Ease up, sister ... look before you shriek!

It happened to me again yesterday. While running the trails in Golden Gate Park, I stopped in at the public restroom at the Beach Chalet. Whew! -- no line out the door. On weekend afternoons sometimes these facilities are overwhelmed by restaurant and brew pub customers. But not this time ...

I step inside and a small blonde woman pipes up: "You're in the wrong restroom."

"No, I am not!" Fortunately a stall opened up just then and that's the end of it.

Often I'm a little more communicative when I encounter this gender anxiety. But hey, I was running. I was wearing nondescript, non-gendered running clothes. I look like a tall, old lesbian who doesn't give a damn what the world thinks about her appearance when she is trotting about outside. I look that way, because that's who I am, which I think is quite good enough, thank you very much.

All this to say, these stupid, vicious bathroom bills like the one in North Carolina are not only an attack on transpeople, although they are certainly a direct attack on the humanity of transpeople.

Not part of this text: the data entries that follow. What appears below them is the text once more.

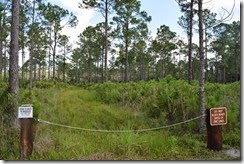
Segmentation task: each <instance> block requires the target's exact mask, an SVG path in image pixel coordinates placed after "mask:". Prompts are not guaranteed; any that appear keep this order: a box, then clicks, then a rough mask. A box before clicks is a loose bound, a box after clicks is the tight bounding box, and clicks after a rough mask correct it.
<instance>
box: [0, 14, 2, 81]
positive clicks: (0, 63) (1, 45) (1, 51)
mask: <svg viewBox="0 0 244 164" xmlns="http://www.w3.org/2000/svg"><path fill="white" fill-rule="evenodd" d="M2 33H3V29H2V16H0V36H2ZM2 68H3V41H2V39H1V40H0V82H2Z"/></svg>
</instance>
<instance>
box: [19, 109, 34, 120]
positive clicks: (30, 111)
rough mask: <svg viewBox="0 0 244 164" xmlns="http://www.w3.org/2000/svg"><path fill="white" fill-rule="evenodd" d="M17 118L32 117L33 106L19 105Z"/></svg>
mask: <svg viewBox="0 0 244 164" xmlns="http://www.w3.org/2000/svg"><path fill="white" fill-rule="evenodd" d="M18 118H33V107H23V106H21V107H19V109H18Z"/></svg>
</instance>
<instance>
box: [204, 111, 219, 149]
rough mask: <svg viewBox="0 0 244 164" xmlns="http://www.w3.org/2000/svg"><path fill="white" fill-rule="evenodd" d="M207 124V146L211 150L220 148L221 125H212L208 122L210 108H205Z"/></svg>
mask: <svg viewBox="0 0 244 164" xmlns="http://www.w3.org/2000/svg"><path fill="white" fill-rule="evenodd" d="M206 126H207V148H208V149H211V150H216V151H220V150H222V148H223V147H222V130H221V125H215V126H212V125H211V124H210V109H207V110H206Z"/></svg>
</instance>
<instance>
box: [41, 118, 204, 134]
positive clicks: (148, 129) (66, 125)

These measures are an attempt to shore up crumbling rules about gender presentation which seek to constrain many of us. But human beings are almost infinitely variable. If we were free to notice, most of us would not exactly fit conventional social definitions or what is a "man" or what is a "woman." Gender is a spectrum -- and some people aren't even on it, experiencing themselves as "non-binary." We can get over enforcing gender rules on other people ... or on ourselves.